Sunday, January 8, 2012

revision of painful hemiarthroplasty to total shoulder - Dec 2011 - JSES

The topic of painful hemiarthoplasty is always interesting. Is the problem "glenoid arthrosis", stiffness, infection, instability or some combination of the above?

Rhee et al reported on 34 shoulders revised from hemiarthroplasty to total shoulder because of pain. While patients experienced reduction of pain. 61% of the patients felt they were 'better' or 'much better'. 38% were the same or worse.  22 shoulders had unsatisfactory results on the modified Neer scale.

Of note is that in this series the humeral head replacement surgeries were performed for complex fractures - a situation much more complex and more prone to stiffness, cuff issues, humeral component positioning difficulties and tuberosity problems than when a hemiarthroplasty is used for non-traumatic conditions. Some had had prior attempts at internal fixation of their fractures.
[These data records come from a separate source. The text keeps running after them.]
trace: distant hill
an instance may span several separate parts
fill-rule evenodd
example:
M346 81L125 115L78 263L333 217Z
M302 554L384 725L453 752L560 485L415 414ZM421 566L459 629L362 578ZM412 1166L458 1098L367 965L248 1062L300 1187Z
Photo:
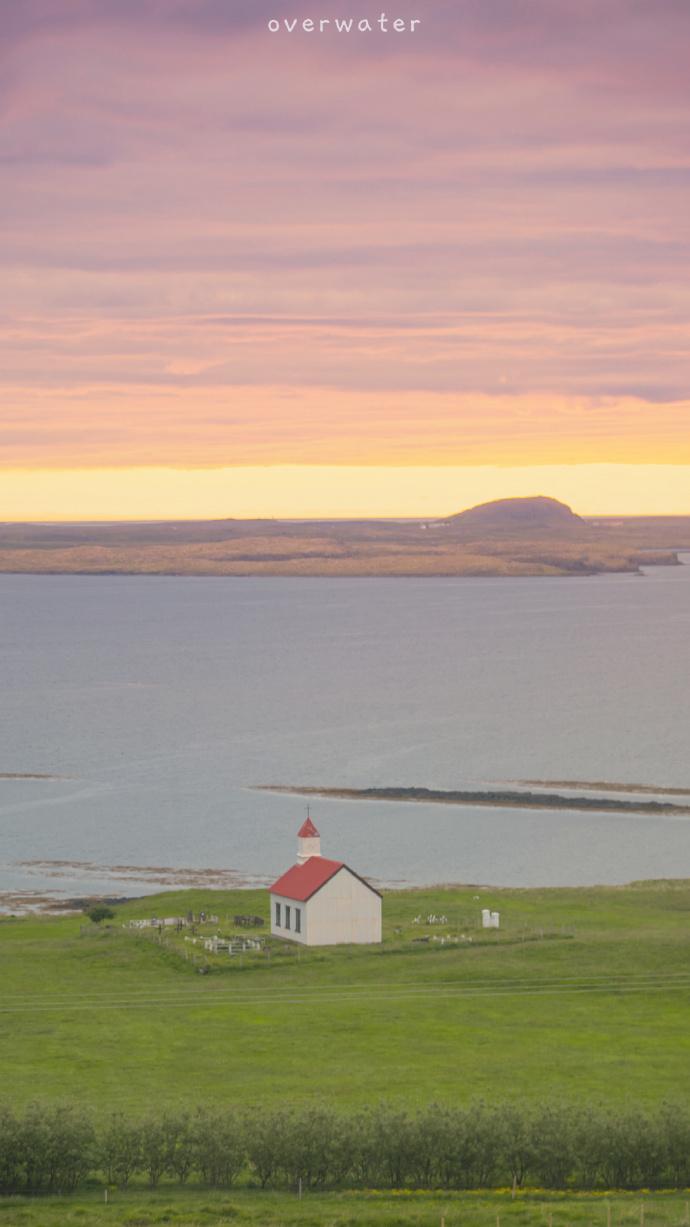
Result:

These revisions involved substantial surgery: in 21 cases the humeral body was removed and replaced, some required tuberosity osteotomy and / or rotator cuff surgery in addition to lysis of adhesions. Poorer outcomes were noted in those cases needing rotator cuff surgery, greater tuberosity management or capsular tension adjustment. No mention is made of results of cultures taken at the time of these revisions.

These index surgeries and the revision surgeries were performed by Bob Cofield, one of the world's experts in shoulder reconstruction. This series points to the challenges posed by the unsatisfactory humeral hemiarthroplasty performed for trauma, even in the best of hands. While the title suggests that the revisions were performed for 'painful glenoid arthrosis', these patients had truly complex pathologies involving not only the glenoid surface, but also glenohumeral subluxation,  tuberosity malunion or nonunion, cuff tears and soft tissue contractures. These revisions are not for the faint of heart!